NEW DELHI — The Indian government on Monday introduced a new draft policy that sets a $25 billion defense production target, including making $5 billion from exports, by 2025.
The Defence Production and Export Promotion Policy is meant to bolster local production of weapons and platforms by developing “a dynamic, robust and competitive” defense industry.
The draft policy also said the Ministry of Defence will set up a technology assessment cell to assess industry’s ability to design, develop, produce and re-engineer assembly lines to manufacture major systems such as armored vehicles, submarines, fighter aircraft, helicopters and radars.
“The DPEPP 2020 is envisaged as overarching guiding to provide a focused, structured and significant thrust to defense production capabilities of the country for self-reliance and exports,” the MoD said.
However, some defense experts and analysts are unimpressed with the draft policy. Amit Cowshish, a former financial adviser for acquisition with the MoD, said the DPEPP is high on rhetoric but low on specifics.
India’s current defense production turnover is about $11.42 billion. Of this, $9 billion comes from state-owned enterprises and ordnance factories, while the private sector accounts for $2.42 billion. From the total amount, $1.53 billion comes from export business.
“It disregards financial reality, which is grimmer now due to the rampant pandemic than was the case in the past,” Cowshish said, referring to the spread of the coronavirus that has hit economies worldwide.
A more productive defense industry in India will depend on how much money the government can spare for local procurement as well as the availability of materiel in the domestic market — two factors that should be a matter of concern, particularly with export targets, according to Cowshish.
Currently, India spends about $18.52 billion annually on weapons and platform purchases, out of which 60 percent is sourced from domestic companies, with remaining supplies coming from foreign vendors.
About $11 billion of those appropriated funds go toward India’s 50 state-owned laboratories focused on defense research and development, nine state-owned companies, and 41 ordnance factories.
Conversely, private defense companies, including 3,500 micro and small enterprises, get a little over $2 billion from this.

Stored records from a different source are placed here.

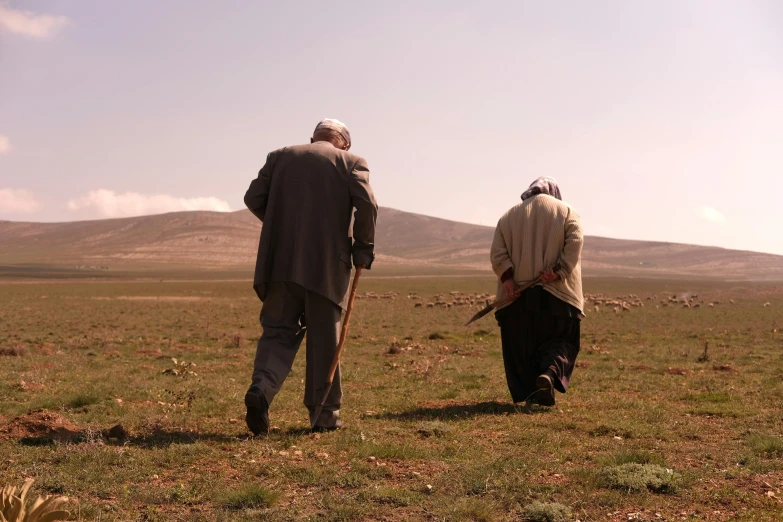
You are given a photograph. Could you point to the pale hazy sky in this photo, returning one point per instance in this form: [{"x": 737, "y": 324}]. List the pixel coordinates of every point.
[{"x": 661, "y": 120}]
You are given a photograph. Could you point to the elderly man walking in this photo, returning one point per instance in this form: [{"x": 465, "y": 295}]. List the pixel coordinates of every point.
[
  {"x": 306, "y": 196},
  {"x": 540, "y": 329}
]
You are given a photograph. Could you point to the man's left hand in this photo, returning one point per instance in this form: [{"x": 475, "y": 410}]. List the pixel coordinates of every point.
[{"x": 548, "y": 275}]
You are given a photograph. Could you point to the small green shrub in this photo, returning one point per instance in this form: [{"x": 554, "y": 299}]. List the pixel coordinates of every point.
[
  {"x": 634, "y": 477},
  {"x": 545, "y": 512}
]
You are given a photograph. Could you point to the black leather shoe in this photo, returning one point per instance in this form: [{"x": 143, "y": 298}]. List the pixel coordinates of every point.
[
  {"x": 320, "y": 429},
  {"x": 545, "y": 395},
  {"x": 257, "y": 417}
]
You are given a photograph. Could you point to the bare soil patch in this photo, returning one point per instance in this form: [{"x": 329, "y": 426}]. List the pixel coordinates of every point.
[{"x": 41, "y": 425}]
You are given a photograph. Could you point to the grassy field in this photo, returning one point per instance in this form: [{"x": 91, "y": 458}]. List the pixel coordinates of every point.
[{"x": 648, "y": 431}]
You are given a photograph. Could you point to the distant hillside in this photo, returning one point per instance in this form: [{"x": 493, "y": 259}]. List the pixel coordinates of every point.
[{"x": 225, "y": 240}]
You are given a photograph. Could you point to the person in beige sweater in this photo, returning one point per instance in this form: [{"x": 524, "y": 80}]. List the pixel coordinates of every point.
[{"x": 540, "y": 330}]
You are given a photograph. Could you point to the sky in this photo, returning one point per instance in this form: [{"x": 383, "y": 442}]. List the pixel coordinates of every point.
[{"x": 660, "y": 120}]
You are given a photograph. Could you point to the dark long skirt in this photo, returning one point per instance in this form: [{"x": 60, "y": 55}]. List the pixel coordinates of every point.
[{"x": 540, "y": 334}]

A CEO of a private defense company in India, speaking to Defense News on condition of anonymity, said the draft policy fails to provide “a clear road map and direction for streamlining defense procurement and production.” He argued that defense production will only improve if there’s mutual trust, hand-holding, active participation and patience in the development process between the private and public sector.
Senior executives at the state-owned enterprises Hindustan Aeronautics Limited and Bharat Electronics Limited would not comment on the draft policy, saying they are not authorized by the government to comment on MoD policy issues.

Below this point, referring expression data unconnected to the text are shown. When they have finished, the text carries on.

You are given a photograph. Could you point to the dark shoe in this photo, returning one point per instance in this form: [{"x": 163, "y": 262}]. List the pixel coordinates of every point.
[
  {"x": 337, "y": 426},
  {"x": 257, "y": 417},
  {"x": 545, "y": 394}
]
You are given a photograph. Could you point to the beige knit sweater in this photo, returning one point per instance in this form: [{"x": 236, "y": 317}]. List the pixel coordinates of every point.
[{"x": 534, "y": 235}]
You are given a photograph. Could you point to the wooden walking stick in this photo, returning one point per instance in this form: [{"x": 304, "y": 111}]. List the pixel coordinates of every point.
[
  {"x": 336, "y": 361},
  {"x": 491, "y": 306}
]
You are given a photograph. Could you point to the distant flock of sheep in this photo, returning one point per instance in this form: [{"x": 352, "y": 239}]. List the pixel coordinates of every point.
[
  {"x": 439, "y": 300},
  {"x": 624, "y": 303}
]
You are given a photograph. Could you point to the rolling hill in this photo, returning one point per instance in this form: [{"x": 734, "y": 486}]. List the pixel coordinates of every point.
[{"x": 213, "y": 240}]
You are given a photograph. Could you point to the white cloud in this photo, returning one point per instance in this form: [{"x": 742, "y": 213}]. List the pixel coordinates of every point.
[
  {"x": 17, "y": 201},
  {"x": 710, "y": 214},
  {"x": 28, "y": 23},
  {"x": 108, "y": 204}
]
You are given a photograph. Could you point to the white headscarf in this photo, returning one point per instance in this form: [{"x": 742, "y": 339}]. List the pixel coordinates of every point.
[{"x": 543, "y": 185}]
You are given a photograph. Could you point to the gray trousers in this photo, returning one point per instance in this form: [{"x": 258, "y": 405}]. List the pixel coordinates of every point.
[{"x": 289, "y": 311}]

However, Venkatesh Damal Kannan, a former research and development director with Hindustan Aeronautics, said achieving the $25 billion target would be possible if the current capital allocation of $18.52 billion for purchasing weapons and platforms is doubled.
There should also be a willingness from the Indian military to field a larger number of indigenous products, Kannan added, and improved bureaucratic processes in the MoD.
However, Cowshish said the military’s arms requirements should not be held hostage by efforts for indigenization.
“In the meantime, especially in situations like the one we are faced with vis-a-vis China, there is no alternative to buying equipment, platforms, ammunition from abroad if what is needed is not available in India,” he said.